Career and Career Placement
Over 90% of all graduates of Duquesne Law secure full-time, long term employment within 10 months of graduation. Almost all employed students (97%) find careers that either requires a law license or prefer a Juris Doctor degree. Duquesne students opt for an impressive range of careers. In 2019, over 18% of students secured judicial clerkships in the state or local courts, reiterating Duquesne Law’s important role in the Allegheny court system. Another 18% of graduates opted for careers in small law firms with 1 to 10 attorneys. Law firm work, of all sizes, accounted for just over half of all graduates. Students also opted frequently opted for careers in business (13%) or in government offices (also 13%). Over 90% of all graduates remain in Pennsylvania to begin their professional careers.
The Career Services Office (CSO) at Duquesne Law aims to work individually with each student to plan their career pathway. This approach allows for a personally tailored approach depending on each students’ needs and aspirations.

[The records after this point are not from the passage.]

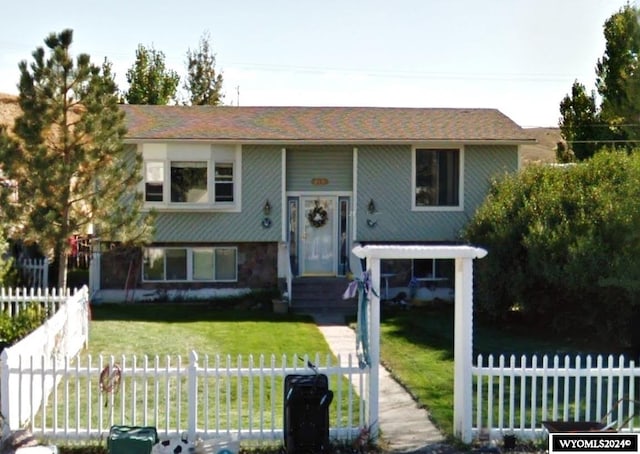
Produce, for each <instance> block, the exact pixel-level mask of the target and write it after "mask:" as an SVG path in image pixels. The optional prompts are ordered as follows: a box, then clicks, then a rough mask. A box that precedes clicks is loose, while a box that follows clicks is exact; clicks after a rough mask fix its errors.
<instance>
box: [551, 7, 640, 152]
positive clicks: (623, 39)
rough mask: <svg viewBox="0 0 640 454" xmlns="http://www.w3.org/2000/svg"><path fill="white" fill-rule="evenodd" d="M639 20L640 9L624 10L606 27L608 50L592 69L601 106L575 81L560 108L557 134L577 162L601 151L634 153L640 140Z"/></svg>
mask: <svg viewBox="0 0 640 454" xmlns="http://www.w3.org/2000/svg"><path fill="white" fill-rule="evenodd" d="M638 19H639V10H638V8H637V7H635V6H632V5H630V4H627V5H625V6H623V7H622V8H621V9H620V10H619V11H618V12H616V13H615V14H613V15H612V16H611V17H609V19H607V20H606V21H605V23H604V37H605V41H606V47H605V52H604V55H603V57H602V58H601V59H599V60H598V61H597V64H596V89H597V92H598V95H599V100H600V105H596V98H595V94H594V93H592V94H591V95H588V94H587V90H586V88H585V87H584V85H582V84H580V83H579V82H578V81H575V82H574V84H573V86H572V88H571V94H568V95H567V96H565V97H564V98H563V100H562V101H561V103H560V112H561V119H560V128H561V131H562V134H563V137H564V139H565V140H566V141H567V143H568V144H569V146H570V147H571V149H572V151H573V152H574V154H575V156H576V158H577V159H578V160H583V159H587V158H589V157H591V156H592V155H593V153H594V152H595V151H596V150H597V149H598V148H599V147H602V146H604V145H611V146H616V147H626V148H628V149H632V148H634V147H635V146H636V145H637V142H636V141H637V140H639V139H640V60H639V55H640V25H639V23H638ZM596 142H597V143H596Z"/></svg>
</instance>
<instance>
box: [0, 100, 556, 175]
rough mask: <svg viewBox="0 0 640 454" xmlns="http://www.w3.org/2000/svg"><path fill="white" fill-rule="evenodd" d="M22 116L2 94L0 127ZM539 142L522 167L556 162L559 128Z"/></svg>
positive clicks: (522, 151)
mask: <svg viewBox="0 0 640 454" xmlns="http://www.w3.org/2000/svg"><path fill="white" fill-rule="evenodd" d="M19 114H20V108H19V107H18V97H17V96H15V95H8V94H4V93H0V125H5V126H8V127H9V128H10V129H11V128H12V127H13V121H14V120H15V118H16V117H17V116H18V115H19ZM526 131H527V132H528V133H530V134H531V136H532V137H534V138H535V139H536V140H537V143H535V144H533V145H522V146H521V148H520V161H521V162H520V164H521V167H524V166H527V165H529V164H535V163H539V164H543V163H549V162H556V152H555V150H556V146H557V144H558V142H560V141H561V140H562V137H561V136H560V129H558V128H530V129H527V130H526Z"/></svg>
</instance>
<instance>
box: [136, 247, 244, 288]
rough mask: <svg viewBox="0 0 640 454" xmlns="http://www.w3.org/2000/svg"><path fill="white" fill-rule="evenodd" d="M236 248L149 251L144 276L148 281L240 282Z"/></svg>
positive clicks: (143, 262) (222, 247)
mask: <svg viewBox="0 0 640 454" xmlns="http://www.w3.org/2000/svg"><path fill="white" fill-rule="evenodd" d="M237 263H238V250H237V248H235V247H203V248H157V247H156V248H145V250H144V260H143V264H142V268H143V269H142V276H143V280H145V281H155V282H159V281H211V282H235V281H237V280H238V272H237V270H238V267H237Z"/></svg>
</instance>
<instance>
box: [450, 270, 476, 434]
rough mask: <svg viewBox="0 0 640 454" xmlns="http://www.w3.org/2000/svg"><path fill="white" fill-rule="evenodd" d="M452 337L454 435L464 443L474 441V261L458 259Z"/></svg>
mask: <svg viewBox="0 0 640 454" xmlns="http://www.w3.org/2000/svg"><path fill="white" fill-rule="evenodd" d="M454 298H455V309H454V334H453V336H454V337H453V339H454V340H453V361H454V369H453V432H454V434H455V435H456V436H457V437H459V438H460V439H461V440H462V441H463V442H465V443H470V442H471V422H472V421H471V418H472V414H471V413H472V408H471V405H469V403H470V402H472V400H471V399H472V392H473V382H472V376H471V364H472V361H473V357H472V356H473V353H472V352H473V350H472V348H473V261H472V259H471V258H457V259H456V282H455V296H454Z"/></svg>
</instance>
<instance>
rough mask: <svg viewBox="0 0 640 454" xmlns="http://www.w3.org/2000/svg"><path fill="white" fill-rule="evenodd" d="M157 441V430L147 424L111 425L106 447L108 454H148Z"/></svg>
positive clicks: (157, 434) (107, 439)
mask: <svg viewBox="0 0 640 454" xmlns="http://www.w3.org/2000/svg"><path fill="white" fill-rule="evenodd" d="M156 443H158V432H157V430H156V428H155V427H149V426H144V427H141V426H112V427H111V429H110V430H109V438H108V439H107V448H108V451H109V454H150V453H151V450H152V449H153V445H155V444H156Z"/></svg>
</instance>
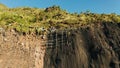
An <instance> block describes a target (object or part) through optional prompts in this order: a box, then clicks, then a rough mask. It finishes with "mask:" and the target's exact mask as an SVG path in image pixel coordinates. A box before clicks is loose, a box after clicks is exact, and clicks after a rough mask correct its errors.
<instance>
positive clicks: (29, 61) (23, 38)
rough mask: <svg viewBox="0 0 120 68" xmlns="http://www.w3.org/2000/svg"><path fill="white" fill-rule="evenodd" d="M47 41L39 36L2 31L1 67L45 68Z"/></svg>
mask: <svg viewBox="0 0 120 68" xmlns="http://www.w3.org/2000/svg"><path fill="white" fill-rule="evenodd" d="M44 43H45V41H44V40H42V39H41V38H40V37H39V36H34V35H26V36H23V35H19V34H17V33H16V32H14V31H13V30H11V31H4V30H3V29H2V30H1V31H0V68H43V57H44V52H45V48H44V47H43V46H44Z"/></svg>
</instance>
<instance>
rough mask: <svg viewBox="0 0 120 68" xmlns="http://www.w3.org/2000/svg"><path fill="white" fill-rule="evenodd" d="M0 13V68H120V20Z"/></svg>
mask: <svg viewBox="0 0 120 68" xmlns="http://www.w3.org/2000/svg"><path fill="white" fill-rule="evenodd" d="M0 7H2V9H0V68H120V15H117V14H115V13H111V14H97V13H92V12H90V11H86V12H81V13H80V14H78V13H69V12H67V11H65V10H63V9H61V8H60V7H59V6H52V7H48V8H45V9H40V8H30V7H19V8H7V7H6V6H4V5H2V4H1V5H0Z"/></svg>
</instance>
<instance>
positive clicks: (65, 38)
mask: <svg viewBox="0 0 120 68" xmlns="http://www.w3.org/2000/svg"><path fill="white" fill-rule="evenodd" d="M119 51H120V24H116V23H94V24H90V25H87V26H82V27H80V28H79V29H75V30H67V31H61V32H60V31H58V32H53V33H51V34H49V35H48V44H47V48H46V51H45V57H44V68H119V67H120V52H119Z"/></svg>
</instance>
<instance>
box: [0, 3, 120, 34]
mask: <svg viewBox="0 0 120 68" xmlns="http://www.w3.org/2000/svg"><path fill="white" fill-rule="evenodd" d="M0 7H2V8H6V7H5V6H4V5H0ZM101 22H113V23H119V22H120V15H117V14H115V13H111V14H96V13H91V12H89V11H86V12H82V13H80V14H77V13H68V12H67V11H65V10H62V9H61V8H60V7H59V6H52V7H48V8H46V9H39V8H30V7H23V8H8V9H1V10H0V27H1V28H4V29H5V30H11V29H14V30H15V31H16V32H19V33H24V34H31V33H34V34H36V33H37V34H40V32H41V31H42V29H43V28H44V29H45V30H47V31H48V30H50V28H53V27H54V28H55V29H70V28H71V27H72V28H77V27H81V26H83V25H87V24H90V23H101Z"/></svg>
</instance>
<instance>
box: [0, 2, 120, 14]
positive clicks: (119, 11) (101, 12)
mask: <svg viewBox="0 0 120 68" xmlns="http://www.w3.org/2000/svg"><path fill="white" fill-rule="evenodd" d="M0 3H3V4H5V5H7V6H8V7H10V8H13V7H22V6H23V7H25V6H28V7H38V8H46V7H49V6H52V5H59V6H60V7H61V8H62V9H65V10H67V11H69V12H72V13H73V12H78V13H80V12H83V11H86V10H90V11H91V12H94V13H117V14H120V0H0Z"/></svg>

The CSO offers skill-building programs and networking events throughout the year that empower students to connect with the larger legal community as they work towards their professional careers. The CSO administers a robust on-campus interview program, organizes casual networking lunches around the region, and provides students with an opportunity for mentorship by a practicing attorney.
Experiential Learning/Distance Education
Duquesne Law school is located steps away from the Pittsburgh county courthouse and its clinical program has been an integral part of the legal community for decades. Students serve the legal community while building critical legal skills. The clinic includes eight different practice areas that cover a broad range of the legal profession. Students work under the supervision of practicing faculty experts while engaging with and advocating for clients in the Allegheny County region.

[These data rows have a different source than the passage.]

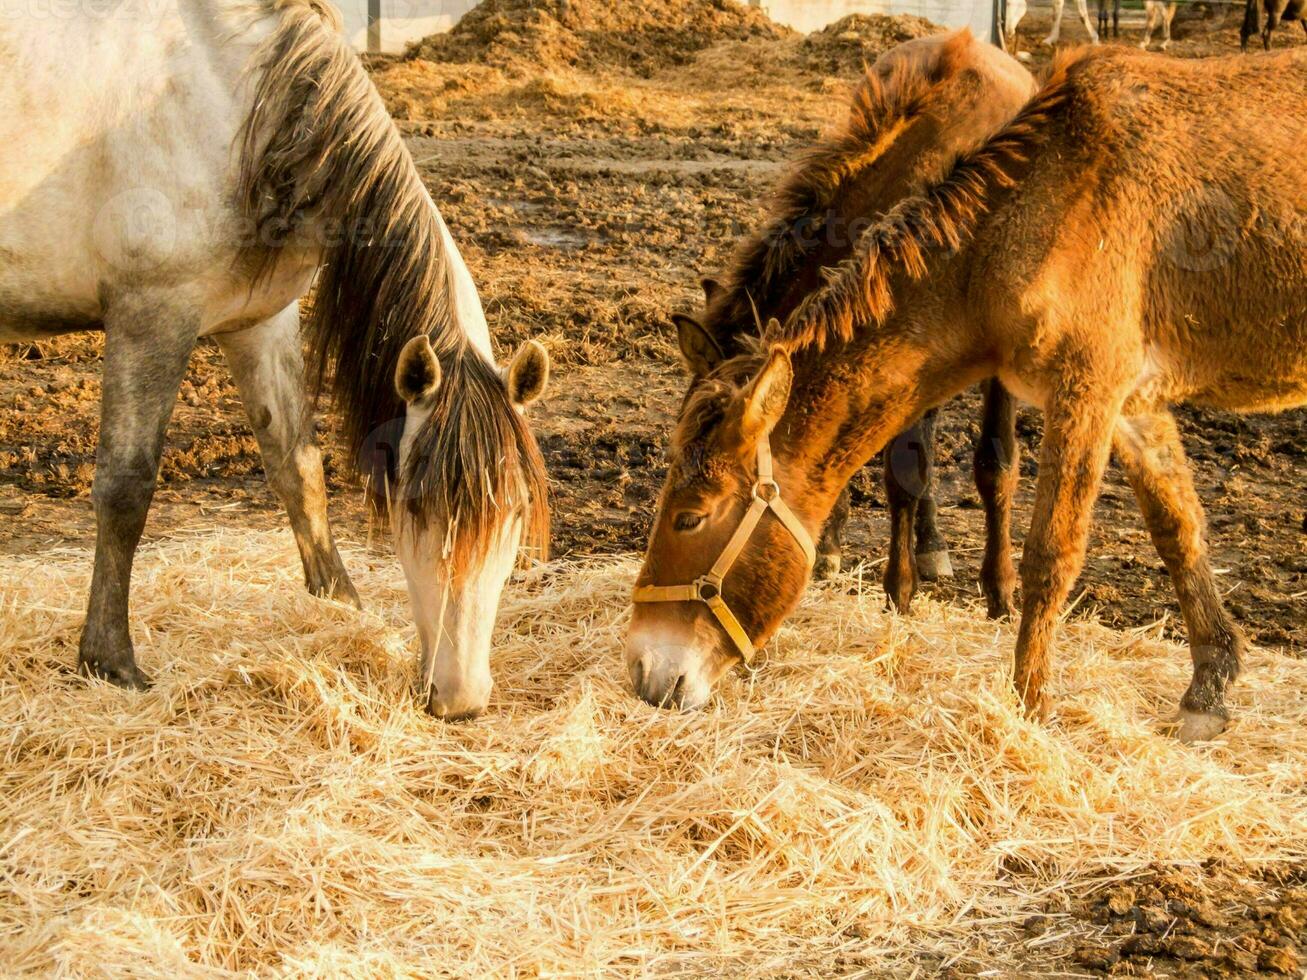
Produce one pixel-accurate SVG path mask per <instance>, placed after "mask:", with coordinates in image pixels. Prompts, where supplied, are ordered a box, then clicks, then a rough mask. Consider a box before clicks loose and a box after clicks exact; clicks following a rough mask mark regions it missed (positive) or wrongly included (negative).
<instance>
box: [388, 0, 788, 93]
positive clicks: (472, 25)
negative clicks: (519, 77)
mask: <svg viewBox="0 0 1307 980" xmlns="http://www.w3.org/2000/svg"><path fill="white" fill-rule="evenodd" d="M787 37H797V35H796V34H795V31H792V30H789V29H788V27H784V26H780V25H778V24H774V22H772V21H771V20H770V18H769V17H767V14H765V13H763V12H762V10H759V9H757V8H752V7H746V5H745V4H741V3H736V0H639V3H633V1H631V0H484V3H481V4H478V5H477V7H474V8H473V9H472V10H469V12H468V13H465V14H464V16H463V18H461V20H460V21H459V22H457V24H456V25H455V26H454V29H452V30H451V31H450V33H447V34H433V35H430V37H429V38H425V39H422V41H420V42H418V43H417V44H414V46H413V47H412V48H410V50H409V52H408V57H410V59H425V60H429V61H456V63H476V64H489V65H495V67H516V68H529V67H540V68H563V67H574V68H583V69H587V71H605V72H612V71H621V69H626V71H630V72H633V73H635V74H644V76H647V74H651V73H654V72H655V71H657V69H659V68H664V67H667V65H676V64H685V63H686V61H690V60H691V59H693V57H694V54H695V52H697V51H701V50H703V48H706V47H710V46H712V44H716V43H720V42H723V41H748V39H754V38H766V39H776V38H787Z"/></svg>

Students also learn through external field placement where student earn classroom credits while working in a variety of legal offices. The externship program offers students summer and semester long opportunities in more than a dozen legal offices throughout the region. Much like the clinical program, students in an externship learn by actually practicing law.
Although Duquesne Law requires residential coursework for its degree programs, the law school does offer flexible day and evening part-time programs to allow students with additional responsibilities outside of their academic studies to complete their degree.
Duquesne Law offers its student a wealth of unique opportunities that create the law school’s unique and inviting character. First-year students enjoy the school’s unique orientation which includes a cruise along Pittsburgh’s three rivers. Each year, students and faculty gather for the annual Barrister’s Ball and compete in a 5k road race. The school’s many student organizations bring together students who share diverse backgrounds and viewpoints. Duquesne Law also offers unique wellness programs including therapets, music therapy, and stress management workshops.
Duquesne overlooks the historic and culturally rich city of Pittsburgh. The law school is located minutes from the downtown and cultural districts, right at the confluence of the cities three rivers. Housing is available in the residential neighborhoods around the law school as are an abundance of restaurants and bars. While at Duquesne, students enjoy a welcoming campus and a city full of life from Steelers football games to the many forests that surround the city.